“You can almost hear the clinking of the rotating wheels of the clock if you squint your ears.” “Squint your ears? I thought the eyes did the squinting.”
“Yeah, but you know how you strain your ears comically when the sound you are trying to capture is faint, but the promise of it is too enticing for you to let it drown in the sea of noises you will never hold or comprehend? That’s nothing more than the squinting of your ears.”
The raspiness of the laugh she lets out blends with the clinking of the clock and the thunderous rain outside. I dig my nails into my palm to stop myself from comparing the sound to what her laughter would have sounded like ten years ago in this very room.
The mahogany of the grandfather clock looks far more aged than the last time I saw it. The crevices in the wood seem deeper, mirroring the loose stretches of skin on my hands. I touch the tips of my fingers to the purplish bruises beneath my eyes, taken aback by the similarity I see reflected in the undertones of the wood.
“I almost didn’t recognise you when I walked in,” she says, a smile tugging at the edges of her lips, still the same shade of mauve that colours the collars of my old kameezes. But I am distracted by her nails. They are red now, sharper than they used to be, with one rimming the lip of the glass she’s holding and trying to dislodge the salt decorating it. The nails match the crimson of the drink in her glass, unsipped, untouched, unperturbed.
“I wouldn’t have expected you to.”
I turn away from the clock and her to face the empty room. Everything is where it used to be. The burgundy sofas against the far wall, facing the arched windows looking out into the rain-soaked street, look just as worn as before. The ceiling-high cabinets on either side of the room are still lined with the hundreds of expensive pieces of china that no one ever dares to
touch. Even the dinner table, in all its marble austerity, seems to be covered with the same dishes I saw the last time I ran out of this place—the glistening lamb roast waiting to be carved, the disturbingly sweet kheer that Amma insists on making, the saffron-infused pulao shaped into a heap. The only thing different about the room is the pitcher of red in the corner, and it has perplexed me since the moment I walked in some thirty minutes ago.
“When did you start drinking?”
Moving towards the table with a relaxed gait, she pulls out a plush chair close to the pitcher, and, arranging her kameez so that it lies in a circle around her, sits down. I can’t help but notice that the shade of her dress resembles the one she was wearing the day I left. I wonder if she picked it out on purpose, if she remembers, if it matters at all to her. Is that why she’s the only person here?

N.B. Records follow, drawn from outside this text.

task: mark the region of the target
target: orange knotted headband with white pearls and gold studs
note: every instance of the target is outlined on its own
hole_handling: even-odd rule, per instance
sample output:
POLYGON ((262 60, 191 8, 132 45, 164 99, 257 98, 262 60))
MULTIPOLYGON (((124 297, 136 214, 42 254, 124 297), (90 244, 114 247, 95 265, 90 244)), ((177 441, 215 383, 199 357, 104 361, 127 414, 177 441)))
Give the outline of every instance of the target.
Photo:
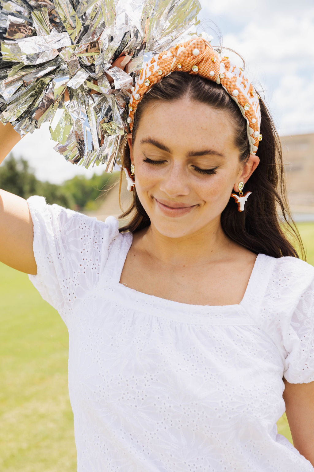
POLYGON ((240 67, 234 66, 228 58, 221 57, 210 43, 200 36, 193 36, 191 40, 177 44, 169 51, 161 52, 157 59, 155 56, 144 64, 141 74, 137 77, 129 104, 127 121, 130 131, 132 132, 134 114, 144 93, 174 71, 198 75, 223 86, 246 118, 250 153, 255 154, 258 143, 262 140, 262 135, 259 133, 261 113, 258 93, 243 75, 240 67))

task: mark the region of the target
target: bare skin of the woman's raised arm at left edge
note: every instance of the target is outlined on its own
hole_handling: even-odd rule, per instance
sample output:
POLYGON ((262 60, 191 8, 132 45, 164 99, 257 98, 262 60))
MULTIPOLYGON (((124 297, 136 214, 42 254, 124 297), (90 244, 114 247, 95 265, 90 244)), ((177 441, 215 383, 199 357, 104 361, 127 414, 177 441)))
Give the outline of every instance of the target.
MULTIPOLYGON (((0 163, 20 139, 13 126, 0 123, 0 163)), ((33 224, 26 200, 0 189, 0 262, 36 274, 32 242, 33 224)))

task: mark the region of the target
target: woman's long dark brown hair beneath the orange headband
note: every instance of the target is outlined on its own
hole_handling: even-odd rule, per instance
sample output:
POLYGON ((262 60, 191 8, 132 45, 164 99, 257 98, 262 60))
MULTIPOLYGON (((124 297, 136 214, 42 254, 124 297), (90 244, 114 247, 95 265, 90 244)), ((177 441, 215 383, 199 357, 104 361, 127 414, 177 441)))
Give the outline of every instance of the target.
MULTIPOLYGON (((260 95, 260 93, 259 93, 260 95)), ((250 157, 246 120, 238 105, 223 87, 215 82, 186 72, 173 72, 154 84, 149 93, 140 101, 134 116, 133 143, 145 107, 153 101, 175 101, 186 97, 190 100, 207 103, 216 110, 227 110, 233 121, 235 145, 239 149, 239 163, 245 164, 250 157)), ((273 257, 299 257, 296 249, 286 237, 295 238, 300 245, 302 258, 306 260, 304 246, 291 213, 286 196, 285 175, 282 163, 282 147, 274 122, 262 99, 261 129, 263 140, 259 143, 257 155, 260 159, 248 181, 252 190, 250 200, 244 211, 239 212, 233 198, 230 198, 221 213, 221 226, 227 236, 246 247, 253 253, 264 253, 273 257), (279 214, 282 213, 282 217, 279 214), (282 220, 282 221, 281 221, 282 220), (284 223, 284 230, 281 223, 284 223)), ((127 138, 121 143, 122 167, 130 168, 130 153, 127 138)), ((119 195, 124 171, 121 169, 119 195)), ((124 219, 131 215, 129 223, 120 231, 135 232, 150 225, 150 219, 133 189, 133 202, 129 209, 120 215, 124 219)), ((120 196, 119 196, 120 201, 120 196)))

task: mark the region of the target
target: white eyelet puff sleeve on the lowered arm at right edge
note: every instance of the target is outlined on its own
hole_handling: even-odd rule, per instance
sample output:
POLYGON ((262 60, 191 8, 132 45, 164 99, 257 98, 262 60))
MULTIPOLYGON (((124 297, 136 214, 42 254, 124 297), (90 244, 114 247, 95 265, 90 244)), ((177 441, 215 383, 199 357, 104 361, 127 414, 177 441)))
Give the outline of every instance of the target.
MULTIPOLYGON (((311 266, 311 269, 314 269, 311 266)), ((313 270, 314 272, 314 270, 313 270)), ((314 381, 314 275, 299 297, 284 329, 286 350, 283 376, 290 383, 314 381)))

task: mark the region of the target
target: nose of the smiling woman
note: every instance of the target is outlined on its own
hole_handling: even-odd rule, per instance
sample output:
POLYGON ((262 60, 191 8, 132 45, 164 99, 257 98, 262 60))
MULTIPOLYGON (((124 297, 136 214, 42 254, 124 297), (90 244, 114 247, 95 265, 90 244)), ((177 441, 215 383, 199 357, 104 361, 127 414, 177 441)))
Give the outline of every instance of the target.
POLYGON ((170 198, 188 195, 190 188, 187 179, 184 166, 180 163, 172 163, 162 176, 160 189, 170 198))

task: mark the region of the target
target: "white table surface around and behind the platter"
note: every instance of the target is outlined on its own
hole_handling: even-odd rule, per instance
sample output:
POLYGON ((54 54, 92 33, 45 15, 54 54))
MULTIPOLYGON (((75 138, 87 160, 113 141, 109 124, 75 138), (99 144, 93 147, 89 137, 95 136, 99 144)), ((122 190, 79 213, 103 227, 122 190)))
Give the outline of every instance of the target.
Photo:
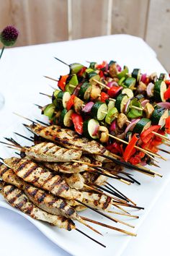
MULTIPOLYGON (((109 35, 100 38, 88 38, 61 43, 50 43, 40 46, 10 48, 4 51, 0 61, 0 92, 4 94, 6 103, 0 111, 0 131, 18 122, 12 111, 25 114, 32 98, 37 95, 37 102, 47 101, 38 93, 51 93, 47 85, 55 86, 43 78, 43 75, 58 78, 68 72, 68 68, 53 59, 57 56, 68 63, 102 61, 115 59, 121 66, 140 67, 142 72, 164 72, 164 67, 156 60, 156 53, 140 38, 130 35, 109 35), (152 61, 157 61, 156 68, 152 61)), ((34 113, 32 113, 33 115, 34 113)), ((26 115, 26 114, 25 114, 26 115)), ((156 205, 148 214, 143 226, 138 229, 138 236, 131 239, 123 256, 169 255, 169 198, 170 186, 166 186, 156 205)), ((50 242, 29 221, 0 208, 0 244, 3 256, 32 255, 65 255, 69 254, 50 242)))

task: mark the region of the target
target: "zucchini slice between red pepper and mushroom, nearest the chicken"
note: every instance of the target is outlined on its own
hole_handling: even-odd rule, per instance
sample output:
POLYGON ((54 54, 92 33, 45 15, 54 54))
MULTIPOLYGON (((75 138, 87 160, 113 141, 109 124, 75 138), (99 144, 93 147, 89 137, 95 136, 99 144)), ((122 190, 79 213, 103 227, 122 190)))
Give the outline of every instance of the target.
POLYGON ((84 135, 89 139, 99 138, 99 134, 97 132, 98 129, 99 129, 99 121, 95 119, 89 119, 84 121, 84 124, 83 124, 84 135))

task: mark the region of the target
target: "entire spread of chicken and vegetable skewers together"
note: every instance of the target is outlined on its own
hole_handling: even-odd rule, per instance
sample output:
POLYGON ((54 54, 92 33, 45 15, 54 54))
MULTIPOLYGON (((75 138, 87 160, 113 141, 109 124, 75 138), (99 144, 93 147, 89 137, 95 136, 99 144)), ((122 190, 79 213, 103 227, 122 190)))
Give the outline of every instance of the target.
POLYGON ((50 124, 26 118, 32 122, 24 124, 31 137, 16 133, 32 146, 19 145, 12 138, 1 142, 19 155, 1 158, 1 193, 10 205, 32 218, 68 231, 76 229, 104 246, 73 221, 98 234, 87 222, 135 236, 78 212, 89 208, 110 221, 134 227, 108 213, 138 218, 126 208, 143 208, 107 179, 140 184, 123 167, 161 176, 145 165, 158 166, 158 158, 166 160, 158 154, 158 145, 170 145, 166 137, 170 132, 170 82, 166 74, 158 78, 141 74, 140 69, 130 74, 128 67, 121 69, 115 61, 68 67, 70 73, 58 80, 60 90, 48 95, 52 103, 38 106, 50 124))

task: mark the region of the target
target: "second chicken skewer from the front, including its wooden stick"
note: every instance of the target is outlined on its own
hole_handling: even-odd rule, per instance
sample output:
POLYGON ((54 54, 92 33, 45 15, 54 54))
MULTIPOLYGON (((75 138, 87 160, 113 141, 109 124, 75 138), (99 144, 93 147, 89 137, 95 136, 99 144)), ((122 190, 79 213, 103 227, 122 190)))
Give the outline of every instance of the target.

“About a month into the marriage, I would say,” her voice steels as she sets down her glass next to the pitcher and looks out the window.
“Why haven’t you touched your cocktail?” I ask as I move towards her, pushing my yellowed fingers deep into the pockets of my cardigan, a cardigan that she had made in this very room at a time when this place was little more than our quiet sanctuary on rainy afternoons. Why are we the only people here? Why are we here?
“You know how when you meet someone from your past and you feel the desire to let go of all the instances of when they wronged you and you wronged them and want only to remember the parts where you felt like you were something more than just your worst self, and you find yourself inhabiting the body you called your own back then and every one of your contemporary desires and wants and needs dissolves into a murky nothingness?” Now standing in front of her rigidly seated frame, I can see the foggy glaze over her hazel eyes as she looks at the storm outside. It lifts a little when she looks back at me to whisper, “That’s how I feel right now. I am afraid of disappointing you, I suppose.”
I don’t really know what to say. I just look at her and the tenseness in her body, wondering the stupidity of my being back here after all this time, questioning the absence of the other bodies that should be populating this godforsaken place, puzzled by the sudden urge I feel to take her
Bloody Mary and throw it against the wall of windows and against myself so that I can just crumble apart into a million pieces and become one with this house.
Why is this room so still?
Why am I here? Thirty minutes is far too long for me to be here. I am far too old for this, Neesha. My skin is too saggy; I am an addict; I don’t know why I stopped you from being what you wanted to be, what you needed to be. Is that what you want to know? Because
I don’t know.
I don’t know.
I don’t know.
I am sorry.
I am sorry for everything.
I don’t say it. I don’t say anything. Because I don’t know why I am here and I am afraid of finding out.
I just turn away from her once again and run.